CellBox is another method designed to predict experimental results computationally. However, instead of predicting the results of a gene KO, CellBox is designed to predict the results of drug perturbations on phenotypes of interest. It uses bulk proteomics data from drug perturbation experiments, in which a phenotype of interest was measured, to fit a system of ordinary differential equations. These equations can then be used to predict the phenotypic effect of unseen drug treatments and combinations of drug treatments (Yuan et al., 2021). CellBox provides the functionality of varying drug concentration as well as treatment type, which can allow many more permutations to be predicted than would normally be experimentally feasible. CellBox thus allows a small amount of drug screening data to be generalized to predict the outcome of arbitrary drug dosages and combinations at a network and phenotypic level. The authors highlight the potentially great value of CellBox for evaluating combination therapies for cancer. Oncology may be a specifically useful application of such methods due to both the potential for drug synergy as well as the logic that the more therapeutics a tumor has to evolve resistance to in order to survive, the less likely it is for resistance to develop (Bayat Mokhtari et al., 2017). If each drug requires a separate genetic or epigenetic event for a cancer cell to acquire resistance to it, it will be much less likely to undergo sufficient evolution to evade being killed by the effects of at least one of the treatments.

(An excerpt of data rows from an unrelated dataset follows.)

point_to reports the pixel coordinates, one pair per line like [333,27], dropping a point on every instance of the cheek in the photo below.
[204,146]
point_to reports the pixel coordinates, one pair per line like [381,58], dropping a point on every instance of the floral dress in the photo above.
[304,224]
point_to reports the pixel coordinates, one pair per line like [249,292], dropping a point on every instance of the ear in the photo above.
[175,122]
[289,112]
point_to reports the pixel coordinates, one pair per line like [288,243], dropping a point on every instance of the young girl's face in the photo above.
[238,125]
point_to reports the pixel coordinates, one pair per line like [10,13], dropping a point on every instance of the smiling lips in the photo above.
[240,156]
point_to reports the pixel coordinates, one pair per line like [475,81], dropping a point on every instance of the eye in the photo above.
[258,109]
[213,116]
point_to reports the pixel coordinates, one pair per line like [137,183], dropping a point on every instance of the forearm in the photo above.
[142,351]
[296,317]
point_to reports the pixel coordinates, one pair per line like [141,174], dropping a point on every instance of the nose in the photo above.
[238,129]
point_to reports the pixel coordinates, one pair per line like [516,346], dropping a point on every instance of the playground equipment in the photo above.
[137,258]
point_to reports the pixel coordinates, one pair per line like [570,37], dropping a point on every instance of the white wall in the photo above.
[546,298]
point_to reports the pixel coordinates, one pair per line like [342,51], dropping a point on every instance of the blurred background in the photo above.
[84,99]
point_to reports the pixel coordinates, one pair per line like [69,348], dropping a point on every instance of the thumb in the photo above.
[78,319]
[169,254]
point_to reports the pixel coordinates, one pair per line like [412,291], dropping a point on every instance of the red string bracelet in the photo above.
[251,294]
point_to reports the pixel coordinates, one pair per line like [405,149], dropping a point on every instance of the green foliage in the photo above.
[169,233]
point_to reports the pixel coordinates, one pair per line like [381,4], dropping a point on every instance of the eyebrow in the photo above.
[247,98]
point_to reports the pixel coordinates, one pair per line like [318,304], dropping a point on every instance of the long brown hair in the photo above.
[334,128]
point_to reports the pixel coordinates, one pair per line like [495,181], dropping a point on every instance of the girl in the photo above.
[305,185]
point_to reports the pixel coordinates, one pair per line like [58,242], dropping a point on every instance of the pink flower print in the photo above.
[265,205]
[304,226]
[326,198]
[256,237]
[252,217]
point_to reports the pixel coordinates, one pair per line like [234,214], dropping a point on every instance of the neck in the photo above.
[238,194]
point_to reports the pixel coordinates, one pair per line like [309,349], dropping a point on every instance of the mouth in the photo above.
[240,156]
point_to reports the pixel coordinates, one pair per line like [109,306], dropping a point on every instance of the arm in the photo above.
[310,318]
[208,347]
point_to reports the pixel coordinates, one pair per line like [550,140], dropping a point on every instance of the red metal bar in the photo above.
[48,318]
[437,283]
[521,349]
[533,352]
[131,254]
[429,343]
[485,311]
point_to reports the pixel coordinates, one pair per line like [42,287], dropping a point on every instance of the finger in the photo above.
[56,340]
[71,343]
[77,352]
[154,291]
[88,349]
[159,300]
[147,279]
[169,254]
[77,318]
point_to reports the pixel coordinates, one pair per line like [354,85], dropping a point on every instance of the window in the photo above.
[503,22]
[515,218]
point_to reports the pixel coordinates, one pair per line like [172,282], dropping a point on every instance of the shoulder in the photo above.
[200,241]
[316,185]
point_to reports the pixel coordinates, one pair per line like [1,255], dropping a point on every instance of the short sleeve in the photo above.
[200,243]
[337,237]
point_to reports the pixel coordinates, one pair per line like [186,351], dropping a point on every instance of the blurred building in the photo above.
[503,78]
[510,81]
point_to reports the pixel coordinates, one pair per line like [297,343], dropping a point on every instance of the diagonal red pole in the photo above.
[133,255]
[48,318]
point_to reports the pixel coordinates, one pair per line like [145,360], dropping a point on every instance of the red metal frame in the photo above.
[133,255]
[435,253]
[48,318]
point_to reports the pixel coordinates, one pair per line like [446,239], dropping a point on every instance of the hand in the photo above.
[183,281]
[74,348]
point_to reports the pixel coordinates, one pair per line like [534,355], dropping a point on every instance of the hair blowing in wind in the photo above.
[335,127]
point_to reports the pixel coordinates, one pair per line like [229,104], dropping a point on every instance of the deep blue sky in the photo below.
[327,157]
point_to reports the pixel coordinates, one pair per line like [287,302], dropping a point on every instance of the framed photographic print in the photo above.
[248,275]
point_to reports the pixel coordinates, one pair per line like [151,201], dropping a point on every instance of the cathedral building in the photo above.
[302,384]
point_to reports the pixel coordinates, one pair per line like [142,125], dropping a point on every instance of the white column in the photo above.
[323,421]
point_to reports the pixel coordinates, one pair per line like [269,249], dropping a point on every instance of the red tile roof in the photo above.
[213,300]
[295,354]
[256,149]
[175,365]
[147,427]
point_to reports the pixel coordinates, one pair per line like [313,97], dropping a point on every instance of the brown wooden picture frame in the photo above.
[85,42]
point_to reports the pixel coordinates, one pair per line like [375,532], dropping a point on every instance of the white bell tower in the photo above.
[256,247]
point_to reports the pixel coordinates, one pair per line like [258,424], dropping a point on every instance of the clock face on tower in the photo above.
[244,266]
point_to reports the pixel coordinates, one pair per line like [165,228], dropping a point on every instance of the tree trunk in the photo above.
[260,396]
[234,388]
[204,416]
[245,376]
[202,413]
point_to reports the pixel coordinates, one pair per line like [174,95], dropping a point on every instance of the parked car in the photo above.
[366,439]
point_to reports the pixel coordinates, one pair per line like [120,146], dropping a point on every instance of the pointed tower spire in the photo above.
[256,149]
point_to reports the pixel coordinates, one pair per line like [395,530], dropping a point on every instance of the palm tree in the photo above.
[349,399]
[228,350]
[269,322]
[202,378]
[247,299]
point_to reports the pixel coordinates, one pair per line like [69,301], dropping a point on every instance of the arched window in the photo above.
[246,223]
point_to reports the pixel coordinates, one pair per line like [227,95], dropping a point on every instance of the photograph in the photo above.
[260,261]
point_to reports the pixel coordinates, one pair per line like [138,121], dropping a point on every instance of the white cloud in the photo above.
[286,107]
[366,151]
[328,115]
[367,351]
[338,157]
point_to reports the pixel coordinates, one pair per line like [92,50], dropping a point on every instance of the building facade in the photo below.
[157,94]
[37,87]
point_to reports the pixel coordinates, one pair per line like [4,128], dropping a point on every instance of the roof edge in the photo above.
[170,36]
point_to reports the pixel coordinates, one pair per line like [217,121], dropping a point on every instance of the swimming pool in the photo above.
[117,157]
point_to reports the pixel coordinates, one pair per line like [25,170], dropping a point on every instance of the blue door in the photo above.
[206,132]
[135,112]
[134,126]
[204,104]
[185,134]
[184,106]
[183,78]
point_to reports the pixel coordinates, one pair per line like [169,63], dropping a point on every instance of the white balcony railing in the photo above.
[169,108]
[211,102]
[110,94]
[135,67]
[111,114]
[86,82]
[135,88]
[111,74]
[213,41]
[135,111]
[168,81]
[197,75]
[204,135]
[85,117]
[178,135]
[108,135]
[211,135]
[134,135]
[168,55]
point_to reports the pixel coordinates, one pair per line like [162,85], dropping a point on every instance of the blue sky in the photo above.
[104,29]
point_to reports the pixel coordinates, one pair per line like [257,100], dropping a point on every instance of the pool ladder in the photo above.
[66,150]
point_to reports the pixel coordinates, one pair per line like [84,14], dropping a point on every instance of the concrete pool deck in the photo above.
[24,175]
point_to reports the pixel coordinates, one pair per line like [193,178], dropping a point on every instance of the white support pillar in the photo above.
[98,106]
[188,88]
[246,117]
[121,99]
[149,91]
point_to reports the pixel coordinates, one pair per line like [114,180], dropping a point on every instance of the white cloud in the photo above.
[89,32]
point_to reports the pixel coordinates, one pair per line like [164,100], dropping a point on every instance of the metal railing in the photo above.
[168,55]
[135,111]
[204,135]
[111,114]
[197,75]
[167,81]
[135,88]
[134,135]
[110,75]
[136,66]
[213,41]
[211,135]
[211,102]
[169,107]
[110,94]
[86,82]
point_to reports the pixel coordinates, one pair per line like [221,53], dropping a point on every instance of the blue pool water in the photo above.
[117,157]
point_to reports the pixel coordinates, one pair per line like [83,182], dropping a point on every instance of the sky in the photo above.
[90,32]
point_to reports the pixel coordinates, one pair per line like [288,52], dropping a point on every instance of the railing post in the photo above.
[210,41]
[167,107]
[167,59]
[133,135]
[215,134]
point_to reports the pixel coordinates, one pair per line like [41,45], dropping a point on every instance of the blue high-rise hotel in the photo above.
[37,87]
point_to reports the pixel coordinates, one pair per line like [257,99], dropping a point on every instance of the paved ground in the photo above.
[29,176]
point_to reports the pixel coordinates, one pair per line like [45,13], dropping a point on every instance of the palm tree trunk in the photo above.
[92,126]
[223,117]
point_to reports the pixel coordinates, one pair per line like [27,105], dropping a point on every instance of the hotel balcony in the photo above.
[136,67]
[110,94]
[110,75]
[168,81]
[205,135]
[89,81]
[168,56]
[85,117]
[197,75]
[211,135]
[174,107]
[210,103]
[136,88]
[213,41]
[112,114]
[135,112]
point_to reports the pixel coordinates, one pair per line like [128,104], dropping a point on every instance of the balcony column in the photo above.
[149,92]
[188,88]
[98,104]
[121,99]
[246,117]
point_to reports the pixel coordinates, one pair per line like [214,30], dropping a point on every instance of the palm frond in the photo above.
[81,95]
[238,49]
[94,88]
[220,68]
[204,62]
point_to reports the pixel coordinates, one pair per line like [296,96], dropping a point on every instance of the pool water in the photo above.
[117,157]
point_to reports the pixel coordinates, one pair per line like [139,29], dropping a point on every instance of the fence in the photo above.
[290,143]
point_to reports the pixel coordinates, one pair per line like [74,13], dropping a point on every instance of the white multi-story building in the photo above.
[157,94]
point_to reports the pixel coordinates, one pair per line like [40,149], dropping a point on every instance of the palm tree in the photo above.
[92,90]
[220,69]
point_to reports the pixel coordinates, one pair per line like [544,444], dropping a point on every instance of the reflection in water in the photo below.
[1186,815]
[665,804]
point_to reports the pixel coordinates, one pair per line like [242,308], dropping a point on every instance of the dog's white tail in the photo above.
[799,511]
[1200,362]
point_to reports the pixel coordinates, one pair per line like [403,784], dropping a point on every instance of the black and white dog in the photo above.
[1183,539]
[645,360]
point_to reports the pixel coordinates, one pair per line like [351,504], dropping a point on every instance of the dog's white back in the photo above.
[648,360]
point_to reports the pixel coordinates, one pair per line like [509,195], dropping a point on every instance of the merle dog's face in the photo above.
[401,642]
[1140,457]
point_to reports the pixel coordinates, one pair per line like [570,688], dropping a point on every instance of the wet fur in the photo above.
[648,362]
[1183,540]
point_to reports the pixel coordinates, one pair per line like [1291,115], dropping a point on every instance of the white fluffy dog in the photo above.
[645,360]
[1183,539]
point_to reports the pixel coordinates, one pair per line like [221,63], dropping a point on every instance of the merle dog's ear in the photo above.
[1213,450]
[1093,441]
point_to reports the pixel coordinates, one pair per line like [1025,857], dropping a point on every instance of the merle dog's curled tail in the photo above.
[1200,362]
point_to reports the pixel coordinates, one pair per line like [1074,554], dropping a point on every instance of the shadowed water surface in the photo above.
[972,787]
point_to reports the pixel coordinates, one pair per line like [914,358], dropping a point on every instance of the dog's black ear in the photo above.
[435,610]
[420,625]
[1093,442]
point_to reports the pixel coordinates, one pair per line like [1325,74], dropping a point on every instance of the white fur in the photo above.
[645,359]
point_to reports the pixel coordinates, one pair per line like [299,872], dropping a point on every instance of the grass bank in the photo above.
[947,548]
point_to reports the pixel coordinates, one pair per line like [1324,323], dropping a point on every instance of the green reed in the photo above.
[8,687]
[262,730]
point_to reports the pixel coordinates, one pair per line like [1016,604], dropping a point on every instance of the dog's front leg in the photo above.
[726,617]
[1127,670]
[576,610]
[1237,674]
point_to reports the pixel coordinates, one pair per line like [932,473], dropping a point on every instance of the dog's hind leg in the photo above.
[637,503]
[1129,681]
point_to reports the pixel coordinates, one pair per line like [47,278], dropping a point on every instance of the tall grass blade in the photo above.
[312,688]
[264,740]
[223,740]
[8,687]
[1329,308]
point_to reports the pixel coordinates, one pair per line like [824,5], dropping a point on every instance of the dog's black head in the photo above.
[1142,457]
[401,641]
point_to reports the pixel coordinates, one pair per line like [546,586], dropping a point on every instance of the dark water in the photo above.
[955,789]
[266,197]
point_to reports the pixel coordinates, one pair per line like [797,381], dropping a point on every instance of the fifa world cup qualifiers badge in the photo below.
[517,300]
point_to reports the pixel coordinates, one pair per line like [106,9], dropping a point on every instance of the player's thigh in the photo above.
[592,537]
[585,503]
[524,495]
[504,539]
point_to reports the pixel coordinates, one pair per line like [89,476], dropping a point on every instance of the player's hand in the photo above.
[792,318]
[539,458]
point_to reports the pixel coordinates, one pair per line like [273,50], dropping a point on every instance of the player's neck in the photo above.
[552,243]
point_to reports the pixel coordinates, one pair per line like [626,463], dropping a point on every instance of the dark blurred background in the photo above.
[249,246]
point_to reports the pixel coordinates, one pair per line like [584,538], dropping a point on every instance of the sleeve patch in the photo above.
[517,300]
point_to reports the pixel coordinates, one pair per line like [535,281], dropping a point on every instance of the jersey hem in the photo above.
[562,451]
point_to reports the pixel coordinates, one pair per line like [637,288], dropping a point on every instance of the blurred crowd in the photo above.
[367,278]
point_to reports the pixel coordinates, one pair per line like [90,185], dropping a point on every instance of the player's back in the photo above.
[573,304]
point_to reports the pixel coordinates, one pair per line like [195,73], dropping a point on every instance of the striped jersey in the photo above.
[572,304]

Given the complex regulatory relationships that exist in tumor cells and their cellular microenvironment, oncology is a field in which graphical network models may be particularly valuable. A recent study by Zhou et al. (Zhou et al., 2021) leverages both gene regulatory and cell-cell interaction models to analyze single-cell RNA-seq data from triple-negative breast cancer patients, providing an informative example of how network methods can be applied at multiple biological levels to glean insights into complex systems. The authors used the CellPhoneDB method (Efremova et al., 2020) to identify ligand-receptor pairs from their data, from which they were able to determine the dominant regulatory role of macrophages in the tumor microenvironment of the patients studied, particularly noting epithelial growth factor receptor (EGFR)-amphiregulin interactions in patients with basal-like tumors. The study further constructed TF-target-based gene regulatory networks using GENIE3 (Huynh-Thu et al., 2010), which they analyzed via centrality metrics, measures of node (in this case, gene) importance that are generally in some way based upon how many regulatory interactions a gene is involved in. Some centrality measures only account for direct interactions, while others include information about how many interactions the interactors of a node have as well. These centrality measures were used to predict critical genes, capturing known important genes such as MYC and identifying ETV6 as an activated critical gene across all subtypes. This use of centrality metrics is a simple and highly useful approach to identifying key nodes that may warrant further examination and experimental testing of their importance in the biological system of study.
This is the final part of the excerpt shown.